Quarter Life Crisis: Hal-hal klise yang baru kusadari ketika 25 tahun (2)

source: freepik



Tulisan ini sudah didraft dari entah kapan, saking lamanya. Karena nggak beres-beres yaudahlah memaksakan diri selesai biar bisa jadi ucapan selamat ulang tahun untuk aku sendiri.

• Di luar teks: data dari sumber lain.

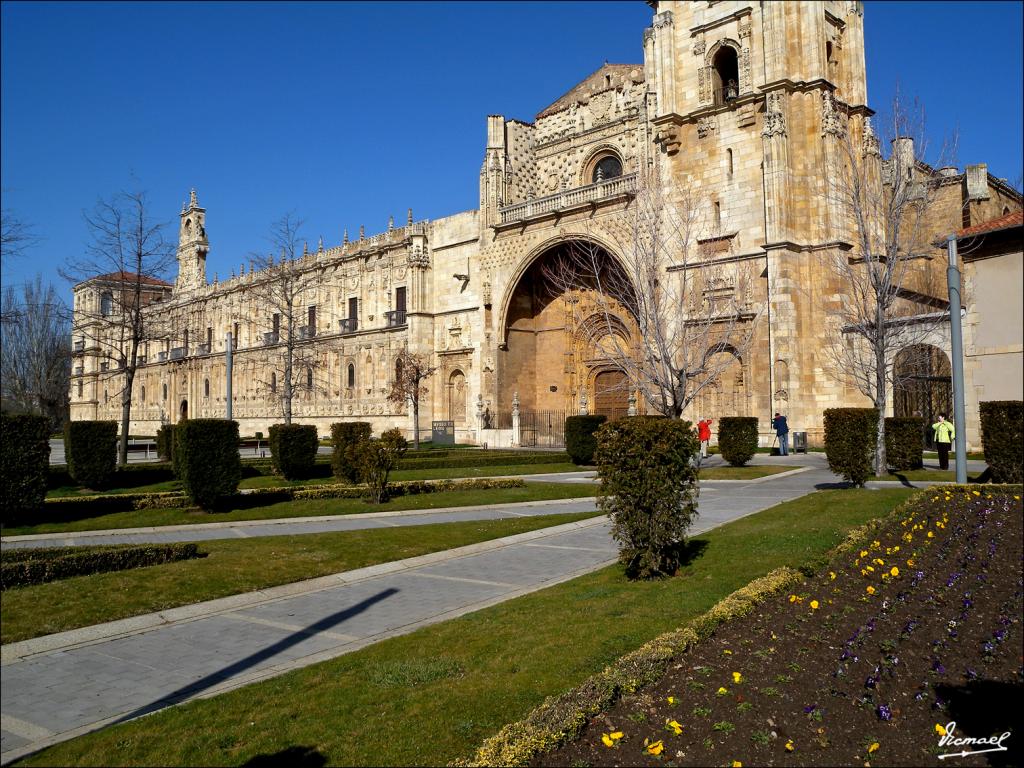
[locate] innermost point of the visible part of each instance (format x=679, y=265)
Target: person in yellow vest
x=944, y=434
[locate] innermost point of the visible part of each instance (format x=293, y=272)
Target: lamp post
x=956, y=336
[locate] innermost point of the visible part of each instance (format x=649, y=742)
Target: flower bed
x=913, y=626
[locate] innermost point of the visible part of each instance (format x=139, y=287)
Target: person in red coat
x=704, y=434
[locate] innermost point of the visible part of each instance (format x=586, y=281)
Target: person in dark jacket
x=782, y=432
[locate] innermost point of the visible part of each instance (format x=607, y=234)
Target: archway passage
x=563, y=326
x=923, y=386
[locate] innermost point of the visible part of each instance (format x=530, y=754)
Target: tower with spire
x=193, y=247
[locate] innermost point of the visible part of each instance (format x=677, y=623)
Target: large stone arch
x=551, y=342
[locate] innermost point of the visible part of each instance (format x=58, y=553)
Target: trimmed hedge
x=1001, y=438
x=580, y=440
x=376, y=459
x=737, y=438
x=648, y=485
x=91, y=451
x=22, y=567
x=165, y=442
x=25, y=458
x=344, y=437
x=293, y=450
x=851, y=436
x=904, y=442
x=207, y=459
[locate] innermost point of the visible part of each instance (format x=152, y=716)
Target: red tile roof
x=123, y=276
x=1003, y=222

Dua jam lagi aku akan ulang tahun kedua puluh lima. Dari dulu, selalu berandai-andai gimana rasanya jadi dua lima tahun. Selalu bertanya-tanya akan jadi apa aku di usai dua lima. Karena dari dulu mikirnya dua lima adalah gerbang ke arah mapan dalam hidup, udah nemu career path dan udah punya gandengan yang bisa diajak serius (somehow aku masih mengamini kalau pernikahan adalah hal yang bikin kita dianggap benar-benar dewasa, milestone kemapanan meskipun di sini lain aku against banget sama yang buru-buru nikah untuk sekadar masuk standar society, if it makes sense). Ya tapi nggak semudah itu juga Ferguso. Di hidupku, justru perjalanan ke dua lima sungguhlah kacau, cerita tentang kehilangan sambung-menyambung, self pity yang nggak habis-habis, sempat nganggur lama dan bingung dengan arah karir yang mau kujalani. Tapi, dalam segala kekacauan itu, justru aku nemu banyak hal yang bisa dijadikan pegangan untuk hidupku ke depan.

Habis ulang tahun yang kedua empat lalu, aku sempat berdoa semoga aku segera menemukan kemapanan dalam karir dan percintaan hahaha.
“Ya Allah, semoga nanti usia dua lima aku udah settle down.”
“Kamu mau settle down dari hidup yang setiap hari tidak kamu syukuri, dari pekerjaan yang setiap hari kamu keluhkan, dari pagi yang tidak lagi kamu sambut dengan antusias? Mau settle down yang kayak gimana hmm? Udah nih tak kasih cobaan kamu pikir-pikir lagi lah,” gitu balas Allah kayaknya.

Ada banyak banget pelajaran yang kita lewatkan ketika rasa hati sedang bungah, ada banyak pelajaran penting yang hanya bisa kita tangkap ketika ada musibah. Ah, aku sendiri ragu, yang mana sih sebenarnya musibah, toh senang atau sedih keduanya adalah ujian yang datangnya bergiliran saja. So here we go.

1.       Hidupku tanggung jawabku
Ini bukan hanya soal nafkah. Bukan hanya setelah lulus sekolah harus bisa menghidupi diri sendiri karena malu kalau masih minta orang tua. Mencari nafkah, bekerja, mengaktualisasikan diri tentu iya, obviously. Tapi bukan hanya itu. Yang kumaksud dengan hidupku tanggung jawabku ini termasuk emosiku tanggung jawabku, ekspektasiku juga tanggung jawabku, pilihan-pilihanku tanggung jawabku juga.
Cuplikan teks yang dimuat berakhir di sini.